I'm Glad About You



ALISON MOORE hits the big time. It wasn’t that long ago that she was a total nobody he felt perfectly justified in snubbing at a nothing cocktail party. Now look at her. A gorgeous brunette with a crazy sexy haircut. Shocking green eyes. Great smile. A standard PR shot from some afterparty during the Tribeca Film Festival. Didn’t see that coming.

Seth clicked the server off and turned his attention to the fucking pile of press invites which had been dumped on his fucking desk in his fucking cubbyhole. There must have been fifty of them, and he was expected to cover them all, in twenty-two days.

The sheer physical impossibility of needing to be two or three places at one time was not actually the problem; the real problem was how utterly fucking boring it all was. He had been on the culture beat at the Times for only four months but it was seriously ruining his life. His job was, literally, going to parties and then writing about them, and then fielding phone calls from hysterical press representatives who didn’t like the way he covered the parties. BAM 50th Anniversary Gala! Tribeca Film Festival Opening Night! 1,000 Stars Fashion Benefit for Breast Cancer! Come Celebrate the New Wing at MoMA! Come Celebrate the Award Honoring Somebody Ridiculously Famous Who Really Doesn’t Need Awards! The exclamation points were plentiful, the graphics gorgeous, the paper stock superb.

Everybody who knew anything knew this was a total shit gig. Hi, Jessica! You look fantastic! Can I grab you for a few minutes to talk about your know-nothing role as a gun-toting whore in Evil Dead 12? Matthew, hey, how are the kids! Fantastic! How do you feel about being overlooked by the Tonys this year? Nicky, hi, can I grab you for a minute? Just heard about the deal you signed with Warners, congratulations! You stood in a line and got two minutes of their time as they paraded off the red carpet, on their way to the cocktail event. And then you went to the next one of these things, asked the same questions, and then you went back to the office to type this shit up, and then you went home and thought about murder.

But of course he was surrounded by idiots who thought this whole song and dance was so exciting. The would-be models and actresses he met at bars and clubs and parties all over the city couldn’t get enough of it. He had never really had any trouble getting laid, New York was a wonderland of party babes, truth be told, and half the guys in town were gay. A relatively decent-looking, moderately successful writer who had gone to Harvard was never going to have a problem here. But this beat had taken his sex life to a whole new level. The girls who fluttered around these A-list events were international beauties—Brazilian, French, Italian, Swedish—who floated back and forth between Los Angeles, Buenos Aires, Cannes, Lake Como—on the arms of some of the ugliest men Seth had ever laid eyes on. They were never terribly interested in talking to him at the different events, where the photographers got much more of their attention, but they were happy to say hello at the private clubs and downtown hipster bars to which he had been suddenly granted insider status. The guy from the Times who covered “culture”—God, he couldn’t even think of the word now without putting it in quotes—was someone everyone wanted to know.

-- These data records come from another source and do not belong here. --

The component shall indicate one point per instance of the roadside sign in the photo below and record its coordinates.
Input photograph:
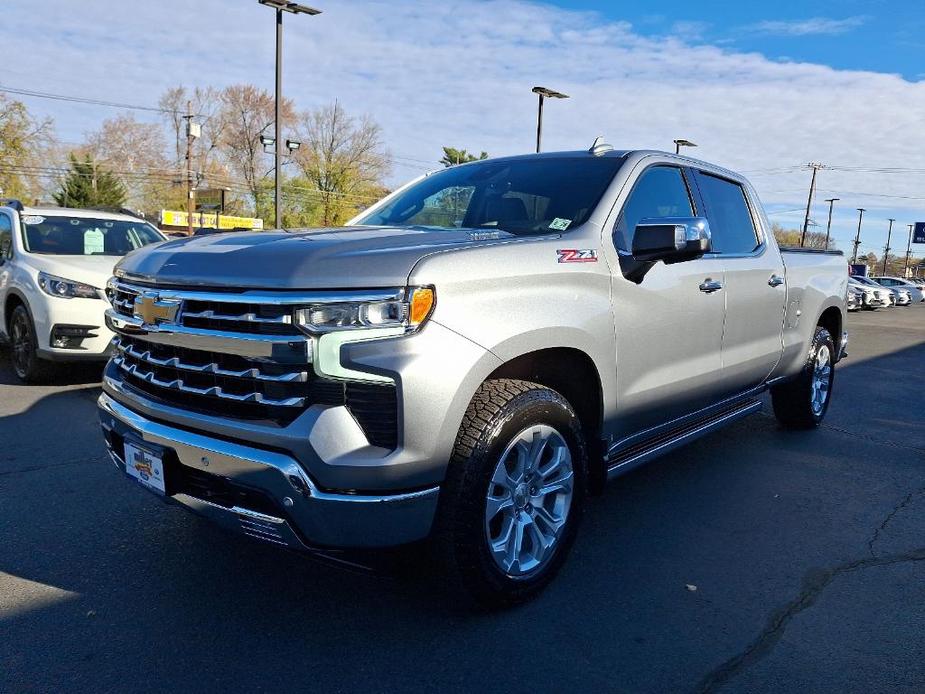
(918, 233)
(176, 218)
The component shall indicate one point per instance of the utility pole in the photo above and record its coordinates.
(281, 6)
(828, 227)
(812, 189)
(908, 252)
(189, 168)
(886, 250)
(857, 238)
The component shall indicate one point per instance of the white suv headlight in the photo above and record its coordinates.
(67, 289)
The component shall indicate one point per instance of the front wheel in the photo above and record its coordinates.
(803, 402)
(514, 491)
(27, 365)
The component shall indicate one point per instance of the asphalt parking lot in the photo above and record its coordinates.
(753, 560)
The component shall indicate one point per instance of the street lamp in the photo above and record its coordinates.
(857, 238)
(828, 227)
(544, 93)
(886, 250)
(908, 252)
(293, 8)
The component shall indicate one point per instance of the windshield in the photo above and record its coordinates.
(61, 235)
(521, 196)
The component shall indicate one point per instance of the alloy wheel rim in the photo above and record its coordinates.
(21, 345)
(822, 380)
(528, 500)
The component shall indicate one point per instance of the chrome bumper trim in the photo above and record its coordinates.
(326, 518)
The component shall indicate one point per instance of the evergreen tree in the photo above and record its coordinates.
(89, 185)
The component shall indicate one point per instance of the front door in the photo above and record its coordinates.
(669, 326)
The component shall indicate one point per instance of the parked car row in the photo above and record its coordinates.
(871, 293)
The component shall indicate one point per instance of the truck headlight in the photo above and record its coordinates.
(410, 312)
(67, 289)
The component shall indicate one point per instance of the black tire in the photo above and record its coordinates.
(500, 411)
(794, 401)
(27, 365)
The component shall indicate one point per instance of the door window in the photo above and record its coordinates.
(727, 209)
(6, 237)
(660, 192)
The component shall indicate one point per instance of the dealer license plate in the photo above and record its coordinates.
(145, 466)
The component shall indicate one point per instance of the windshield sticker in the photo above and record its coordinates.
(94, 242)
(484, 235)
(577, 255)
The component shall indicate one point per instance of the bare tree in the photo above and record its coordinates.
(247, 113)
(343, 157)
(24, 143)
(134, 152)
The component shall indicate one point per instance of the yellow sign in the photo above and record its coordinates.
(176, 218)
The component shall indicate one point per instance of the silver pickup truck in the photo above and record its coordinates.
(468, 359)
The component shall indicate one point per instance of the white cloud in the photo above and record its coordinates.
(460, 74)
(805, 27)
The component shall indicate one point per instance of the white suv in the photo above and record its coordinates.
(54, 265)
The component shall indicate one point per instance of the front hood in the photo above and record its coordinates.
(344, 258)
(94, 270)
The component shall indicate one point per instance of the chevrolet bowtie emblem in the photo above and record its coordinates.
(152, 309)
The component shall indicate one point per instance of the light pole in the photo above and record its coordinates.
(828, 227)
(886, 250)
(908, 252)
(809, 201)
(857, 238)
(544, 93)
(281, 6)
(678, 144)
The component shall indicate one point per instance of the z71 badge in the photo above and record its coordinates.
(577, 255)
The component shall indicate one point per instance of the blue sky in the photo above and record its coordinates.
(762, 88)
(878, 35)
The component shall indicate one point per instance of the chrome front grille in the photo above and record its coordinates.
(235, 355)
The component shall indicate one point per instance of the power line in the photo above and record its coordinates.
(83, 100)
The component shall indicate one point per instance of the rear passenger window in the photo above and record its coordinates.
(6, 237)
(730, 219)
(659, 192)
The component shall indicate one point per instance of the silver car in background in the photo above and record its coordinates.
(916, 291)
(873, 295)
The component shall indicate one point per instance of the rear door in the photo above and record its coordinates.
(6, 260)
(756, 290)
(669, 326)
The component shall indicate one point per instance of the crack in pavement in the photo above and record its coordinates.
(857, 435)
(76, 461)
(814, 583)
(889, 518)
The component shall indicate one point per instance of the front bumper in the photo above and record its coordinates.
(271, 498)
(49, 312)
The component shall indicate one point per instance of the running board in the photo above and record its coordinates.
(623, 461)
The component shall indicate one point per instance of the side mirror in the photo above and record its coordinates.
(671, 239)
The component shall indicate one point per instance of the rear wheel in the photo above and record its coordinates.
(514, 492)
(803, 402)
(27, 365)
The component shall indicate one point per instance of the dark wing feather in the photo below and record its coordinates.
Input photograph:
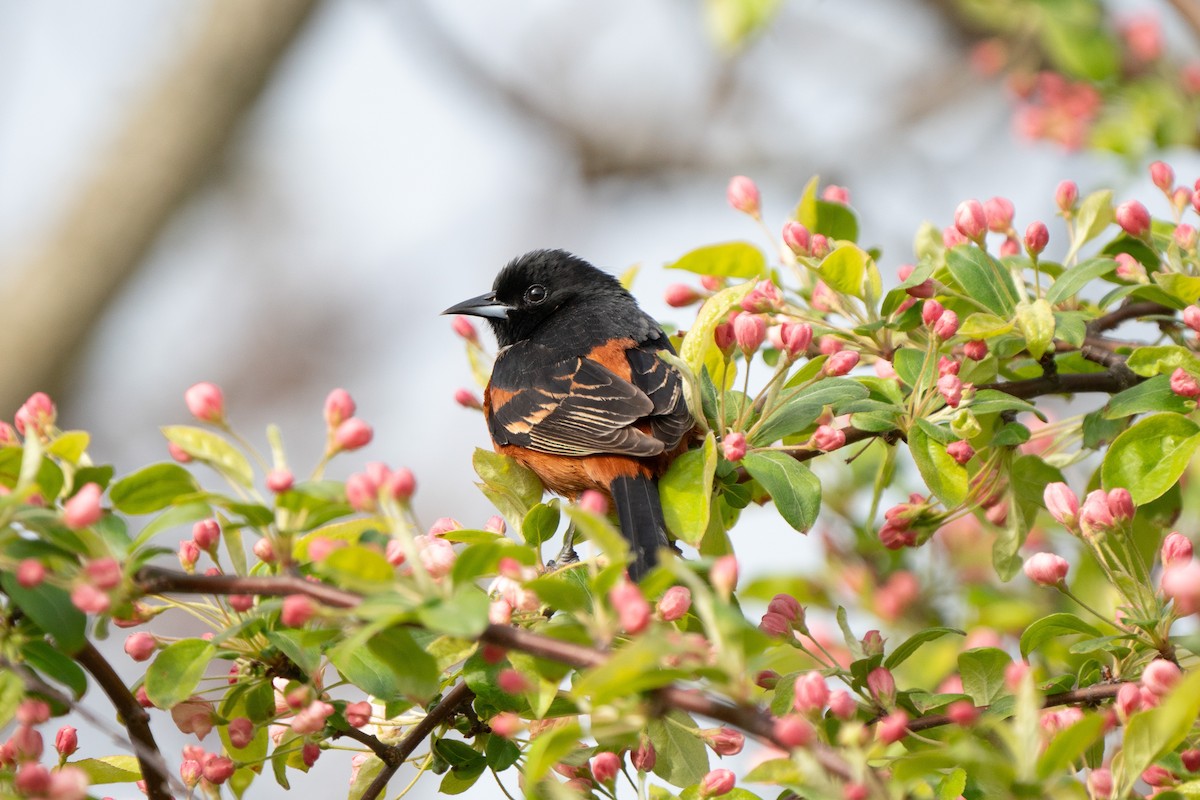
(574, 407)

Arwen the office intern once again had clipped the collated schedule of events to the back of the packet of invites. It made him irrationally angry; he had told her repeatedly that he preferred the schedule clipped to the top of the pile, where he could glance over it without going to all the trouble of unclipping the entire packet, which made a mess. The fact that she had also left him a red velvet cupcake with a little note pissed him off even more. Dial it down, his brain warned him. She wants you to like her she wants to be a writer you are her hero she doesn’t even get paid don’t hurt her feelings. He slumped back in his Aero chair and sighed. A cupcake, a fucking cupcake. They were omnipresent these days. You came by them so easily, they had ceased to be special.

He opened the note. HAPPY BIRTHDAY!!!! the note announced, in capital letters. HAVE A GOOD ONE!!! For a moment his impatience with this overexcited piece of punctuation almost clouded the information that had been presented to him so unexpectedly. But there it was. HAPPY BIRTHDAY!!!!